So, for those of you who want to work on the Strongtalk VM, you will need to have a solid background in modern object-oriented virtual machine design, and the reasons why it is done that way. I am assuming you have some kind of system programming experience, knowledge of C and C++, and have at least taken a course or read a book on basic compiler design. At the highest level, here is a checklist of some of the basic principles you will need to have a good understanding of:
- how method dispatch has traditionally been done in Smalltalk (inline-caching) and why it works (most sends have low dynamic polymorphism)
- tagging in unified data-model languages (allowing unboxed small integers)
- closures: what they are and the three basic types of blocks in a full-closure Smalltalk: open (pure functions with no closure), copying (constant closure can be constructed independent of context), and full (closure is mutable so context must be reified).
- how modern garbage-collectors work (specifically, generation scavenging and write-barriers, card marking vs. remembered sets, and compacting mark-sweep).
- the disappointing history of efforts to make Smalltalk faster (Deutsch-Schiffman dynamic translation, SOAR), and why just compiling Smalltalk in a traditional way without inlining produces very little speedup (high call-frequency defeats optimization without inlining, polymorphism defeats simple inlining schemes).
- some basic facts about modern CPU architecture: why self-modifying code is very slow, why computed and indirect branches are slow.
- how type-feedback and PICs (polymorphic inline-caches) work
Fortunately, there is an online syllabus for an excellent course on OO virtual-machine design that was given at Aarhus university by Lar Bak, who was the lead engineer on the Strongtalk VM.
My suggestion is that you work through the curriculum for the course, focusing on the non-Java related stuff (Java has quite a few differences because of the manifest typesystem and non-OO basic types). That will get you a long way towards understanding the basic principles.
The course syllabus is at: http://www.daimi.au.dk/~ups/OOVM/. There are links to most of the important papers you will need to read there.
Thanks for that pointer Dave; if people want a lighter start I would offer my own chapter in the squeak 'nublue' book which is available online as http://www.rowledge.org/tim/squeak/OE-Tour.html
Since it is a simple, short, description of the squeak vm workings it might get readers off to a gentle start and prepare them for the rest.
> - some basic facts about modern CPU architecture: why self-modifying code is > very slow, why computed and indirect branches are slow.
A good book on modern CPU architecture is "Computer Architecture: A Quantitative Approach" by John L. Hennessy and David A. Patterson published by Morgan Kaufmann. ISBN: 1558807242. It's about 900 pages but the chapters can be read individually. It's a tour through current hardware design from CPU pipelines to building clusters. For the fundamentals today it's probably the best thing available.

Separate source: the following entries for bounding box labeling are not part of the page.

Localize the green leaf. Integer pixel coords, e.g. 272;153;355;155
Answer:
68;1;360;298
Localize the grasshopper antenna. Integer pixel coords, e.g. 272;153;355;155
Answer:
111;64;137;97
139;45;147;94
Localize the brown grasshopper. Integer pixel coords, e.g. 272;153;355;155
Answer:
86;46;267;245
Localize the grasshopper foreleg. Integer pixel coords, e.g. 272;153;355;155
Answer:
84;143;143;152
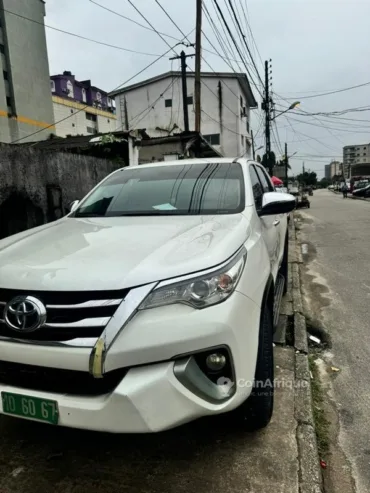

For details on the instruction sets the guides produced by AMD and Intel are fine both are freely available on the web. They include everything that you'll need to know about the x86 instruction set. Either companies instruction set guides are good, I think Intel's are better. AMD's optimization guide is better, it has a lot more detail on what's going on. Intel's optimization guide has too much space dedicated to top tips and too little to how things work.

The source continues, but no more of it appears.